A conference call held between banking officials from all 17 Eurozone countries last night agreed that the ECB will buy Italian and Spanish bonds in the hope of staving off the interest yields which continue to threaten their shaky budgets.
The UK's Chancellor, George Osborne, has also urged all eurozone countries and institutions to deliver on their promises to restore financial stability, but warned that far wider "decisive, co-ordinated action" will be needed for a permanent solution.

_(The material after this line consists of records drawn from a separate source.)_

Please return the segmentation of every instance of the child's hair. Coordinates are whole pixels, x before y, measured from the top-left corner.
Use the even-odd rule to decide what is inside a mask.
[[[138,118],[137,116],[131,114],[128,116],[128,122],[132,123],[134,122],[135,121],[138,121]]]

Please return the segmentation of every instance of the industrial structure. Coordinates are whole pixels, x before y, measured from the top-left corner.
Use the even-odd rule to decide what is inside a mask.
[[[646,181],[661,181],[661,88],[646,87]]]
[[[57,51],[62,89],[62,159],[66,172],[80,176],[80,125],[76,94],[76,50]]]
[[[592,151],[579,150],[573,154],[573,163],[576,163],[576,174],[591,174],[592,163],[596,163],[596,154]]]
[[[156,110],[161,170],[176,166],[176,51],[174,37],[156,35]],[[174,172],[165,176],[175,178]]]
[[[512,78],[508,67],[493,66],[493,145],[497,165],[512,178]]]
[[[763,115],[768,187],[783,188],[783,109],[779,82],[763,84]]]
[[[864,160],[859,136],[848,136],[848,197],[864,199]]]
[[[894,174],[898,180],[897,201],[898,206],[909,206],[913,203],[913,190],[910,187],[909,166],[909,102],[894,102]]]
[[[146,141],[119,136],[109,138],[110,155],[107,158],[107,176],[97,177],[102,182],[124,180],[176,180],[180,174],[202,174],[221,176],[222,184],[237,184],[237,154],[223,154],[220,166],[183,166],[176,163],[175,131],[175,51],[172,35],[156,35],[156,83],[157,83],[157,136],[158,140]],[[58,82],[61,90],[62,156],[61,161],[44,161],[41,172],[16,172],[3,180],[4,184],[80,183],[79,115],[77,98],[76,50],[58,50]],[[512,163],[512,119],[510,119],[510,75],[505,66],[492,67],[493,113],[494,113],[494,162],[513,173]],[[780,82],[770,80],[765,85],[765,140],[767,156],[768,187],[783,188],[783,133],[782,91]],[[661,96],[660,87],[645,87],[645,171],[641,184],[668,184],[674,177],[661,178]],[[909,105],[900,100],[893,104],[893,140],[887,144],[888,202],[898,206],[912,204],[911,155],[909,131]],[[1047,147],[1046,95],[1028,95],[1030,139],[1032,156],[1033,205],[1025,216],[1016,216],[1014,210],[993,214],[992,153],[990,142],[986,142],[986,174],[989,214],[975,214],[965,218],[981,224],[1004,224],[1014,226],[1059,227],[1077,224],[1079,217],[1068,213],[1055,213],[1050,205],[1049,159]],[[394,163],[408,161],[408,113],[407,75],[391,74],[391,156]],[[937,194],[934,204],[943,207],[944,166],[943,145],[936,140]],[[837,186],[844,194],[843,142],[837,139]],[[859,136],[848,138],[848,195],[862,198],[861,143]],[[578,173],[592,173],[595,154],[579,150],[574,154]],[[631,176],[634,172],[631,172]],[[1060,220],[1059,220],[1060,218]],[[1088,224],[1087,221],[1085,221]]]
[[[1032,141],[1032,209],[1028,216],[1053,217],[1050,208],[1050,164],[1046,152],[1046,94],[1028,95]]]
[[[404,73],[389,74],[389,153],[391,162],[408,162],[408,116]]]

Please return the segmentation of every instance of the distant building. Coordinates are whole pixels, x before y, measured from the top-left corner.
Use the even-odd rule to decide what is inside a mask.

His comment, in the fprm of a letter to the Daily Telegraph, went on to say how it was time for eurozone countries to accept the "remorseless logic of monetary union that leads from a single currency to greater fiscal integration" – possibly including the creation of eurobonds backed by the whole 17-nation bloc rather than individual states.
Michael Hewson, an analyst at CMC Markets, commeted that the eurozone leaders seem incapable of dealing with the problem swiftly and needed to take decisive action to restore confidence to markets.
Buying up Italian and Spanish bonds would only be a stop-gap measure and would not tackle the root cause of the problem, which is excessive debt, said Mr Hewson.
However, David Miller, a partner at Cheviot Asset Management, was less pessimistic. He said: "On balance the markets are unlikely to go up, but a meltdown is not on the cards."